You actually don't need to see which output is equal to 1. Once you've trained your network up to a specific error level, when you present the inputs, just look for the maximum output in your output later. For example, let's say your output layer presents the following output: [0.0001, 0.00023, 0.0041, 0.99999412, 0.0012, 0.0002], then the runner that won the race is runner number 4.
So yes, your network will "learn" to produce 1, but it won't exactly be 1. This is why you train to within a certain error rate. I recently created a neural network to recognize handwritten digits, and this is the method that I used. In my output layer, I have a vector with 10 components. The first component represents 0, and the last component represents 9. So when I present a 4 to the network, I expect the output vector to look like [0, 0, 0, 0, 1, 0, 0, 0, 0, 0]. Of course, it's not what I get exactly, but it's what I train the network to provide. So to find which digit it is, I simply check to see which component has the highest output or score.
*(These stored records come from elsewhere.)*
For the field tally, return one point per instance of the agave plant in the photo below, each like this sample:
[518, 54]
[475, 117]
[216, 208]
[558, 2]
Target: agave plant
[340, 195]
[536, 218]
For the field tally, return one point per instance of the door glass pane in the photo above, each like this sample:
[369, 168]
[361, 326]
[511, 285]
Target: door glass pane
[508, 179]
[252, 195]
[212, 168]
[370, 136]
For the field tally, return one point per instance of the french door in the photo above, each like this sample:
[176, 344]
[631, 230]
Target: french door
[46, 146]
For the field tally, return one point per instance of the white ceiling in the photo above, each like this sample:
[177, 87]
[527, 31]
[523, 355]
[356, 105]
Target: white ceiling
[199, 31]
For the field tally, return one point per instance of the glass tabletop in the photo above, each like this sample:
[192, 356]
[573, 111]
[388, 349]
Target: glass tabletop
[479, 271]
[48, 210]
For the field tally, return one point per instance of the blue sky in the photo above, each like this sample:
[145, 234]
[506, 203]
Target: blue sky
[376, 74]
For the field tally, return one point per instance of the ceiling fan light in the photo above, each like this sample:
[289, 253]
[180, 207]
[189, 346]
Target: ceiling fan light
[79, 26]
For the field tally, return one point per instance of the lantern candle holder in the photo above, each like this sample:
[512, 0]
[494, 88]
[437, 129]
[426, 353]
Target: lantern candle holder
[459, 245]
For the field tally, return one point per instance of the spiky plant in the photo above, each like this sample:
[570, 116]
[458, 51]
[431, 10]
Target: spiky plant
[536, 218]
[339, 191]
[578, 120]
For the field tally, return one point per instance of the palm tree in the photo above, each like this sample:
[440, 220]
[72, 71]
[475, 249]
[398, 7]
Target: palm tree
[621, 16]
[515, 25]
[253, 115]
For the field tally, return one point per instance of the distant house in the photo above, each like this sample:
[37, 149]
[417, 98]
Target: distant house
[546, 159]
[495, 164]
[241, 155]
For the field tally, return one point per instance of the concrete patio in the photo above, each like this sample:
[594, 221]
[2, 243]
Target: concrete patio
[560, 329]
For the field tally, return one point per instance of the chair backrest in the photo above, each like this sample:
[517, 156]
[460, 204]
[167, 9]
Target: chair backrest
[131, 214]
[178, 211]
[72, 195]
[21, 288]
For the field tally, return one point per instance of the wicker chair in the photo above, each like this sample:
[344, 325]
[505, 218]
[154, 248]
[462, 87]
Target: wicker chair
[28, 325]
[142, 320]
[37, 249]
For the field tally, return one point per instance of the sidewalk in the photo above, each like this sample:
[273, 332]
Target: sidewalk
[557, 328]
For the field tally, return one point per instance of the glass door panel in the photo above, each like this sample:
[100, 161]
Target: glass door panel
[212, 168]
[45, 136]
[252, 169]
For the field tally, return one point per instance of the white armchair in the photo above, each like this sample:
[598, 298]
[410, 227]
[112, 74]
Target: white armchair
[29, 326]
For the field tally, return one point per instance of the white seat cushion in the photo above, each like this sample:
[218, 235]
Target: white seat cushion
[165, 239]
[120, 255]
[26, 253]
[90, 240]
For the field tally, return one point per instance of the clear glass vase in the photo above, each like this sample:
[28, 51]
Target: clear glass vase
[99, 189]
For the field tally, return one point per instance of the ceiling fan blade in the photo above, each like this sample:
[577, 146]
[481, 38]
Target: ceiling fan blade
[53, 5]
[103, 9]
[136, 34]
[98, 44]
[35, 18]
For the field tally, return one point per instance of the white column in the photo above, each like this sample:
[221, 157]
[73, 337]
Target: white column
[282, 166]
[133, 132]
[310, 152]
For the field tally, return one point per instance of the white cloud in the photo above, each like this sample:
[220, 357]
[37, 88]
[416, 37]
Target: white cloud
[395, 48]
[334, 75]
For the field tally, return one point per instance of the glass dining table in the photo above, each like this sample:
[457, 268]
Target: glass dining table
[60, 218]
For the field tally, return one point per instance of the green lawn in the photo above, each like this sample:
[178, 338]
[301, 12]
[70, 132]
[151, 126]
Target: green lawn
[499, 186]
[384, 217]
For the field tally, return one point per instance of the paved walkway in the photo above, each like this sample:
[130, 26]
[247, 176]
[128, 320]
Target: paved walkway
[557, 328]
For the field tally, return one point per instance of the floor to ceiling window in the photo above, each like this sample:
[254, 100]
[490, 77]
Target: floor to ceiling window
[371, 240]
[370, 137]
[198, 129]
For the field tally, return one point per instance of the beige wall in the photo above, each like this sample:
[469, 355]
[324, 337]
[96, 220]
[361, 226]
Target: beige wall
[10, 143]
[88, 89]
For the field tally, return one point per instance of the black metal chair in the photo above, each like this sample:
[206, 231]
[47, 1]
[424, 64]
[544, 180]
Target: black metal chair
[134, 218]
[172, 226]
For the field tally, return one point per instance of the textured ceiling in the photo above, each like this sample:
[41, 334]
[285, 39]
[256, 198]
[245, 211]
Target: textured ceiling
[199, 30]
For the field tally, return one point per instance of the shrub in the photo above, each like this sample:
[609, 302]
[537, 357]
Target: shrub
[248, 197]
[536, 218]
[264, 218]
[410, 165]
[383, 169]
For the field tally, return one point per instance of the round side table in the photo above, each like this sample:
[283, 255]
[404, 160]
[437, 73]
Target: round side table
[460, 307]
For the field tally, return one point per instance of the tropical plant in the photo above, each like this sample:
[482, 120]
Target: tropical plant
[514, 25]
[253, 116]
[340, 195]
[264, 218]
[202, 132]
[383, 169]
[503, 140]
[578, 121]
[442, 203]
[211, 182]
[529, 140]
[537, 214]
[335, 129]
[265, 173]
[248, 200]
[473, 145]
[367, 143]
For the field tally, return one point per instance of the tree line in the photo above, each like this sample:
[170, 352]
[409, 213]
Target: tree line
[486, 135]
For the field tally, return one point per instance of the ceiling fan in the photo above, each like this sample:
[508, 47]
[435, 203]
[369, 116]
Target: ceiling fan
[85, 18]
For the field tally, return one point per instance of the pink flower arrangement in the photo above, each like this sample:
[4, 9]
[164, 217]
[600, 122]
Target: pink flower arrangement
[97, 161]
Now in your second question, I believe you're asking how the network would learn to provide the correct answer? To do this, you need to provide your network with some training data and train it until the output is under a certain error threshold. So what you need is a set of data that contains the inputs and the correct output. Initially your neural network will be set up with random weights (there are some algorithms that help you select better weights to minimize training time, but that's a little more advanced). Next you need a way to tell the neural network to learn from the data provided. So basically you give the data to the neural network and it provides an output, which is highly likely to be wrong. Then you compare that data with the expected (correct) output and you tell the neural network to update its weights so that it gets closer to the correct answer. You do this over and over again until the error is below a certain threshold.
The easiest way to do this is to implement the stochastic backpropagation algorithm. In this algorithm, you calculate the error between the actual output of the neural network and the expected output. Then you backpropagate the error from the output layer all the way up to the weights to the hidden layer, adjusting the weights as you go. Then you repeat this process until the error that you calculate is below a certain threshold. So during each step, you're getting closer and closer towards your solution.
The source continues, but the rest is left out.